Contrary to the individual defendants' assertions, the plaintiff has pleaded facts supporting the creation of a trust between Ideal Sales and Taylor Farms under 7 U.S.C. § 499e(c) and the defendants' breach of that trust under 7 U.S.C. § 499b(4). Complaint ¶¶ 16-21. Additionally, the plaintiff identified Taylor Farms as a licensed PACA dealer pursuant to 7 U.S.C. § 499a(b)(5)-(7), id. ¶ 4a — an allegation Taylor Farms and the individual defendants do not dispute, see Answer to Complaint ¶ 4. The plaintiff also preserved the trust under 7 U.S.C. § 499e(c)(4) by inserting the requisite statutory language on its invoice to Taylor Farms. Complaint ¶ 14, Exhibit 2. When the facts alleged in the complaint are considered in the light most favorable to Ideal Sales, as they must be on this motion, the delivery of the plaintiff's onions to Taylor Farms created a trust, and Taylor Farms violated that trust by failing to pay for those goods in a timely manner.

C. Breach of Fiduciary Duty

The individual defendants also posit that the plaintiff failed to plead — and lacks evidence to prove — that Taylor Farms does not have sufficient assets to pay the plaintiff's claims. Defendants' Motion ¶¶ 10-11. This failure to prove a lack of sufficient assets, they argue, precludes the plaintiff from maintaining its claims against them in their roles as officers and directors of Taylor Farms. Id. ¶¶ 11-15.

The individual defendants point to Golman-Hayden and Sunkist Growers for the proposition that individual liability attaches only after a licensed PACA company ceases operations. However, going out of business or filing bankruptcy — the circumstances presented in those cases — are not the only proofs of a company's inability to pay. Other acts exhibiting a company's inability to pay or an officer's unwillingness to fulfill his duties can also constitute a breach; such acts include the failure to timely pay an invoice. Bronia, 873 F. Supp. at 860-61.

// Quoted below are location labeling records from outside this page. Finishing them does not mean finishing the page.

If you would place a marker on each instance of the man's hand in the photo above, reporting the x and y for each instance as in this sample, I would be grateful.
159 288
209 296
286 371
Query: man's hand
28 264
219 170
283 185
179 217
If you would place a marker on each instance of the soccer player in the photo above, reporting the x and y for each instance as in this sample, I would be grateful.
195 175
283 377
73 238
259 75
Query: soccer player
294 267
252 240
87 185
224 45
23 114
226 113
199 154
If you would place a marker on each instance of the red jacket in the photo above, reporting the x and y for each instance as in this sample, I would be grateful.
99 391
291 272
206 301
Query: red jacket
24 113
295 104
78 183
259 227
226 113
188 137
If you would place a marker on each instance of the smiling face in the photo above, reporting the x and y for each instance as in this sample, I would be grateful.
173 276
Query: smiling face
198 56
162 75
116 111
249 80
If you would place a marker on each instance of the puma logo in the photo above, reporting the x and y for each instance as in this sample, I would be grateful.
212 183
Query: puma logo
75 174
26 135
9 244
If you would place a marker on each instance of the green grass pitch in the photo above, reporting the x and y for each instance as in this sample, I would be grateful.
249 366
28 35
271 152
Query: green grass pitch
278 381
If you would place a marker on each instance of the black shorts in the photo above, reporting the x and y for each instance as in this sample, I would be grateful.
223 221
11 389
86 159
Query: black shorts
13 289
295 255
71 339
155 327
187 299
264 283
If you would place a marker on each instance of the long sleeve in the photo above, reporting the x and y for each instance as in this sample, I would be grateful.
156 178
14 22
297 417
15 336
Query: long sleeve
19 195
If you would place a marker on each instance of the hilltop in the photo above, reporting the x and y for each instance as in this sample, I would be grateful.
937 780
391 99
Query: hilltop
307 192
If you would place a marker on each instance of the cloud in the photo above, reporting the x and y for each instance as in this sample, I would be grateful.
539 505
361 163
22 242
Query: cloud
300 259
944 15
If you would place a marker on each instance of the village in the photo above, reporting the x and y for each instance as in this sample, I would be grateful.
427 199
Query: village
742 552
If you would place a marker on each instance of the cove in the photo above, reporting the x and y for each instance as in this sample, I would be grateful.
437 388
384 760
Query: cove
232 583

Moreover, the individual defendants misread the relevant Fifth Circuit precedent. In Golman-Hayden, the Fifth Circuit held that individual shareholders, officers, or directors of a corporation who are in a position to control trust assets, but breached their fiduciary duty to preserve those assets, could be held personally liable under PACA for the debt. See Golman-Hayden, 217 F.3d at 351. The Golman-Hayden court found that such personal liability was consistent with Congress's intent in establishing the statutory trust provisions in PACA. Id. Although liability under PACA attaches first to a licensed dealer, liability attaches to the shareholders, officers, and directors who had a role in causing the corporate trustee to breach if the assets of the dealer prove insufficient to satisfy the debt. Id. However, the fact that director liability is secondary does not preclude an injured party from seeking relief from officers and directors in the same action in which it seeks to establish primary liability for the corporation. See Weis-Buy Services, Inc. v. Paglia, 411 F.3d 415, 423-24 (3rd Cir. 2005) (interpreting the Fifth Circuit's holding in Golman-Hayden). The individual defendants' contention that Ideal Sales may not seek to establish their PACA liability in this action is unpersuasive.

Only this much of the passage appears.